360pan suite is a plug-in suite for Windows and macOS designed to deliver up to third order ambisonics mixes for immersive audio: audio from all directions, intended for headphone reproduction, that stays where it is even when you turn your head.
You can do all your panning, distancing and even mixing from within the video window of your DAW (Reaper or Pro Tools HD/Ultimate). There is no need to have any plug-in interfaces open while working.
Look around and listen to your immersive mix while you are making it, instant preview. Buy the headtracker now
The 360pan plug-in suite enables you to deliver ambisonics audio, b-format AmbiX audio to be precise.
There are a lot of names for the type video that the 360pan suite can deliver this spatial (or localized, immersive, 3D) audio for:
to name the most common.
These type videos require a soundtrack that can turn when the head of the viewer with VR goggles, head-mounted-device (HMD) on, or his phone, is turned.
There are a number of playback platforms for 360 VR videos.
to name a couple.
All of these chose Ambisonics as the technology that allows for the interactively turning audio mix. This means that audio-post folks need to produce ambisonics mixes. Ambisonics mixes are in a format called b-format, which consist of four channels (for first order, nine channels for second order and sixteen channels for third order). B-format comes in two channel orders: AmbiX or FuMa.
YouTube requires AmbiX b-format ambisonics soundtracks, so this is what 360pan delivers.
Facebook requires 2nd order ambisonics, 360pan suite delivers this.
360pan enables you to pan mono, stereo or four channel input files into ambisonics, using pucks that move on top of the (Pro Tools HD/Ultimate) video window.
Gain, distance and reverb width, along with the puck itself will show up in the (Pro Tools HD/Ultimate) video window when a panner is inserted and ‘show puck’ and ‘show overlay’ are switched on. The three sliders appear when you click the three slider icon that shows when you hover the mouse over a puck in the video window.
It is possible to use the 360reverb in a traditional way using sends and busses, however it is designed to be used in a more clever way:
mono or stereo sources are converted up to ambisonics, while giving it a left-right, up-down, and distance position in the ambisonics bus. A panner is inserted on each sound source track to do this. So panners get mono or stereo (or even 4channels) of input and output ambisonics.

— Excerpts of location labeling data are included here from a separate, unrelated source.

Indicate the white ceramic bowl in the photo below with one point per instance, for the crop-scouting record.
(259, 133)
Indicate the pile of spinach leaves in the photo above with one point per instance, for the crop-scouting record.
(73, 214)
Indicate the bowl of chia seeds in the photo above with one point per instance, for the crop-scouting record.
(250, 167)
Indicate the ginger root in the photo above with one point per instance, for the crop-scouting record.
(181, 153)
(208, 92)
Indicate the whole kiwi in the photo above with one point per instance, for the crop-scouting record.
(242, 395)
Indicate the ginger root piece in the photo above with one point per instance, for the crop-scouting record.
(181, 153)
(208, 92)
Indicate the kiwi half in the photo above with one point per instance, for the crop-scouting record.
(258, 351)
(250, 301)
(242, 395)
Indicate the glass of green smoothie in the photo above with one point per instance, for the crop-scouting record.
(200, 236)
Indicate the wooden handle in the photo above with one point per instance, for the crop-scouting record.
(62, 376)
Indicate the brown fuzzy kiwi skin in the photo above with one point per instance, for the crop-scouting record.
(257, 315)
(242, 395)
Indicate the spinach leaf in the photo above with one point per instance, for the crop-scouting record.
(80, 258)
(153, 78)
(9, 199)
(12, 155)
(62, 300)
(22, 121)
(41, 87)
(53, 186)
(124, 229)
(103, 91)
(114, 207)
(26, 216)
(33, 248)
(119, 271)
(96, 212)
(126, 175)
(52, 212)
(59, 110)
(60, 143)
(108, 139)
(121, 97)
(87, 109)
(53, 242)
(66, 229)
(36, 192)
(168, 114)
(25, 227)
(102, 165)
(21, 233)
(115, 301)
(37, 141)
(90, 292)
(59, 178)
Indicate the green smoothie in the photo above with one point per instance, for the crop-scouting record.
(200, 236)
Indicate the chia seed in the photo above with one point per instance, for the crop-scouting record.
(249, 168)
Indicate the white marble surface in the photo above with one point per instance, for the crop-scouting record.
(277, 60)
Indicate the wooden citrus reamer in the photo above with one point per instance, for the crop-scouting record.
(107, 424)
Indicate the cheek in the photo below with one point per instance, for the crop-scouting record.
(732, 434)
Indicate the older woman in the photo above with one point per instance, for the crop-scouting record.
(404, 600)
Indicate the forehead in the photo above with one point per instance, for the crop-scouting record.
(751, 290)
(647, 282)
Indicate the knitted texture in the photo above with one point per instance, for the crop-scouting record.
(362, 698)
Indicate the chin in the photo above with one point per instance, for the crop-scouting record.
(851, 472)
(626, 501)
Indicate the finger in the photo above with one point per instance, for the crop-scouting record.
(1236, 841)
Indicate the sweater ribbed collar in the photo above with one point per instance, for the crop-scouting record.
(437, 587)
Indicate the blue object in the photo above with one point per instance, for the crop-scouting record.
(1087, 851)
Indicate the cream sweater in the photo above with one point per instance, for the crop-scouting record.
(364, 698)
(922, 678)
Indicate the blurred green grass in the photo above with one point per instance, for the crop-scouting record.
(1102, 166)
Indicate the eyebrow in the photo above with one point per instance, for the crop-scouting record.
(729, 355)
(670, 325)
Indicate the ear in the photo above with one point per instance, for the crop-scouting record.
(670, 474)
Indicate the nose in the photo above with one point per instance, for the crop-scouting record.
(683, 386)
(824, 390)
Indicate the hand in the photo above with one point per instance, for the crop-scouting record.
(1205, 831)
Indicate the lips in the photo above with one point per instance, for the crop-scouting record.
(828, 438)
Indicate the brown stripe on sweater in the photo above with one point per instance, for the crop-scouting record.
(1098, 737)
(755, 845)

Each 360reverb creates a private ambisonics input, kind of a backdoor, only accessible by the 360pan instances. Each 360reverb shows up as a send destination in each 360panner. This ties the 360pan’s to the reverb in such away that you can adjust distance and reverb-width per panned source. This goes for an unlimited amount of sources even if there is only a single 360reverb in your project (which is the most usual setup).
Besides all this the usual main input of the reverb still functions (also simultaneously with the private input).
Turn position blur up to create sound-objects that should appear bigger than a point-source. The panning position will then be their center, and they will become larger in the mix.
If position blur is turned all the way up, the audio is mono and will not move at all when the listener turns his head. You can use this to mix voice-overs or (mono) music that shouldn’t move.
Pan stereo music hard left and hard right and open up position blur halfway to create a head-locked effect in an ambisonics mix, That does not require separate head-locked tracks.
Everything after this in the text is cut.